November 27, 2011 at 8:27 p.m. UTC
April 6, 2012 at 12:24 p.m. UTC
I am network engineer in ISP, we are using tunnel for the customer, but in most cases customer have a complaint that the MTU 1500 is not working, and on lower MTU is working e.g MTU 1484.
I have also used the ip df 0 method but issue same,
ROUTER(config-if)ip policy route-map clear-df
So what is the perfect solution to fix it.
November 19, 2012 at 5:20 p.m. UTC
hi. as I've got, you said the IP MTU is the whole IP packet (IP header plus payload); but with refer to thhis link (http://ieoc.com/forums/p/7630/31454.aspx#31454), the IP mtu is equal to 1500 byte bt default, but considered to be the size of the IP Payload without any header. am I correct? tnx.
November 25, 2014 at 4:07 p.m.
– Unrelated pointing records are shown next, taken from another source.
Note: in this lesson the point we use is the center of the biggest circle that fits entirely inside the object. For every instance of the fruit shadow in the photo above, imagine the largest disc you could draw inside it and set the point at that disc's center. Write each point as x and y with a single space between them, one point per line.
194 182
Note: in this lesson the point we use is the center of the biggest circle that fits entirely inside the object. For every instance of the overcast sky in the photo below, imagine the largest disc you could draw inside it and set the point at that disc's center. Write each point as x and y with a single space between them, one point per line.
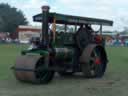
116 10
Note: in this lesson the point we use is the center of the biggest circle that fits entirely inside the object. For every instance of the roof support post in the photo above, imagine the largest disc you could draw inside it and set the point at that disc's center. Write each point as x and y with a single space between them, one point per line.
45 37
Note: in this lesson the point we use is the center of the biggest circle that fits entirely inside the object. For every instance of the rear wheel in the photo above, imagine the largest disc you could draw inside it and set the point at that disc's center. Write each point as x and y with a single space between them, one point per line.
64 73
32 69
95 62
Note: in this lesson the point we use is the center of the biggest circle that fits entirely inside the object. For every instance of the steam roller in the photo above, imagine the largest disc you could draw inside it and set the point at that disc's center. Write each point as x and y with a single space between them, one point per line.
81 50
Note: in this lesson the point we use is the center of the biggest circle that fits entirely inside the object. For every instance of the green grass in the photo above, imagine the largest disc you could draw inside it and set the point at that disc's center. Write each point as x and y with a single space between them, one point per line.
114 82
8 55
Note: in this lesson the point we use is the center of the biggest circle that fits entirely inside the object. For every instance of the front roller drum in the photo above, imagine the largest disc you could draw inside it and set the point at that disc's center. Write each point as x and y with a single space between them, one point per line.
93 61
32 68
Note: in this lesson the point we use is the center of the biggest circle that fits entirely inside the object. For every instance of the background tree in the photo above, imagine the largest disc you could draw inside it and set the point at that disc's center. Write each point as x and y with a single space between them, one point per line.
10 18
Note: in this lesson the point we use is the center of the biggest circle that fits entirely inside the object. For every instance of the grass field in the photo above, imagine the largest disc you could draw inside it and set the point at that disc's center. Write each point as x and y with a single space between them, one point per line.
115 81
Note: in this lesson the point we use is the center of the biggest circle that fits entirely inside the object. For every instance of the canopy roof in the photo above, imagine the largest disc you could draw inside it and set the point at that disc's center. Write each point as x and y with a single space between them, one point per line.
73 20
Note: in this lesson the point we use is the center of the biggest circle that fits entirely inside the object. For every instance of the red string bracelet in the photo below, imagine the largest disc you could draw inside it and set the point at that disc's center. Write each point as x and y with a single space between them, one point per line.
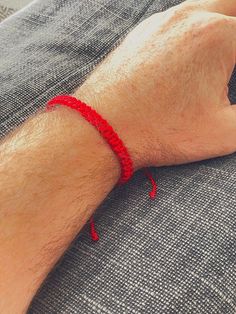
111 138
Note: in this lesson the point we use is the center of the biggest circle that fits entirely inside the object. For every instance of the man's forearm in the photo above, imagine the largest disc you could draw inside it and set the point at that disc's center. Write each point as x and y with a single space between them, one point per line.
54 172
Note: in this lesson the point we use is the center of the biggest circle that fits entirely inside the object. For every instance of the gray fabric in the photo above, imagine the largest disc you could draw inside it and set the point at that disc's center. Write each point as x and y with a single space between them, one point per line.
176 254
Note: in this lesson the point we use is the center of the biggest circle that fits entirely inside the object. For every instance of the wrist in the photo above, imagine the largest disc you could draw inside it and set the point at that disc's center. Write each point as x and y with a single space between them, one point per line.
125 123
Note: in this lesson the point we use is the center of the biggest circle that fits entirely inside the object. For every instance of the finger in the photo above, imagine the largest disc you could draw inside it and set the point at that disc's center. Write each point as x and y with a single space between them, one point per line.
227 7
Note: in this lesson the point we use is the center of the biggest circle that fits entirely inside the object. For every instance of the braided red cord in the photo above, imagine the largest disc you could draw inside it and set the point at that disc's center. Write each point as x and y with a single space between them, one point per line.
111 138
103 127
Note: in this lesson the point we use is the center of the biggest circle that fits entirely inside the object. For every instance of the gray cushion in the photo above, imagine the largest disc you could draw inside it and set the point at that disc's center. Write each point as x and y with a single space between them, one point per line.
174 254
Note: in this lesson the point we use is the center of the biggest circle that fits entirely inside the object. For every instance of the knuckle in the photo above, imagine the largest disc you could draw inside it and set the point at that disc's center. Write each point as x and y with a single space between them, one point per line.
208 26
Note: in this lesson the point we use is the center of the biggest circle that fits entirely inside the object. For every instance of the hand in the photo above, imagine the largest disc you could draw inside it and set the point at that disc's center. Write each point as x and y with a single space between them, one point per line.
164 90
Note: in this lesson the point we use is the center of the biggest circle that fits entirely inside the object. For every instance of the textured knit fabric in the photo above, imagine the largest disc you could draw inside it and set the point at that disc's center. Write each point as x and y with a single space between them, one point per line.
174 254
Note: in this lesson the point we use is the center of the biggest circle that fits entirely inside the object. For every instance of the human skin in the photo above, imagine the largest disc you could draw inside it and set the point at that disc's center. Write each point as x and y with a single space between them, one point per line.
164 90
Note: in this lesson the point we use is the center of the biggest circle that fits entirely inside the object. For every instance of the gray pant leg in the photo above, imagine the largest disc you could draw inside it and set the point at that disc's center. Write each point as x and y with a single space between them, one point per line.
176 254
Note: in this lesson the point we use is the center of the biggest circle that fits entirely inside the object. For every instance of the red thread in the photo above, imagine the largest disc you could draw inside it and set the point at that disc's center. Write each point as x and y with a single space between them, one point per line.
93 232
153 182
103 127
111 138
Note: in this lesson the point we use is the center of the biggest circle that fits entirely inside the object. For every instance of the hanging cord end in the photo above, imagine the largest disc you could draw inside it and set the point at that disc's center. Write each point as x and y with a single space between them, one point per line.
153 192
93 232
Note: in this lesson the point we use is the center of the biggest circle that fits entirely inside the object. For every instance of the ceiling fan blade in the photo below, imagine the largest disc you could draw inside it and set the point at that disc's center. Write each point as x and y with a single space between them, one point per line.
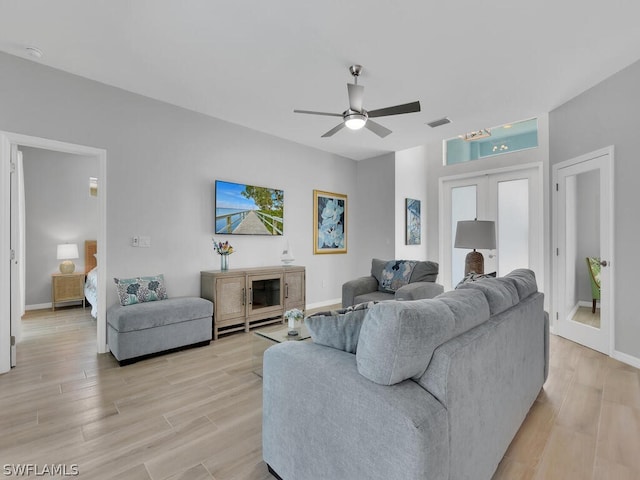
356 93
377 128
335 129
397 110
318 113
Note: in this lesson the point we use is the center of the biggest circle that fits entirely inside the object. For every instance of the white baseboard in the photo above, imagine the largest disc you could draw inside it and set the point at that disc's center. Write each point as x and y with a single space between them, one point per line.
583 303
38 306
324 303
625 358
UTC
IP MTU refers to what you set on your Router interface.
Ethernet MTU refers to what the hardware supports. Ethernet has a built in MTU of 1500, that is why the value doesn't change. It is based on the physical capability of the wire.
That is also why they are two different things. Pretty much 99% of the time, the values will be the same. But if you ever need to adjust the MTU, you would be adjusting the IP MTU. You can't change the Ethernet MTU unless you re-cable.
Here is proof:
R3(config)#interface FastEthernet0/0 R3(config-if)#mtu 1111 % Interface FastEthernet0/0 does not support user settable mtu. R3(config-if)#ip mtu 777 R3(config-if)#
R3# show ip int fa0/0 FastEthernet0/0 is up, line protocol is up MTU is 777 bytes---output truncated---
R3# show int f0/0 FastEthernet0/0 is up, line protocol is up MTU 1500 bytes, BW 10000 Kbit/sec, DLY 1000 usec
November 30, 2015 at 8:03 a.m. UTC
Thanks , Great Abstract
July 12, 2016 at 9:45 a.m. UTC
This article is really nice. It also helped me brushing up the concept for my own blog. Thanks!
If you allow, here is a link to my own article on the same topic:
September 30, 2016 at 1:09 p.m. UTC
Hello, Thanks for the nice article. Regarding command "ip tcp adjust-mss" - it looks like it doesn't work for transit traffic in case CEF is enabled. It can be applied, but no effect is seen.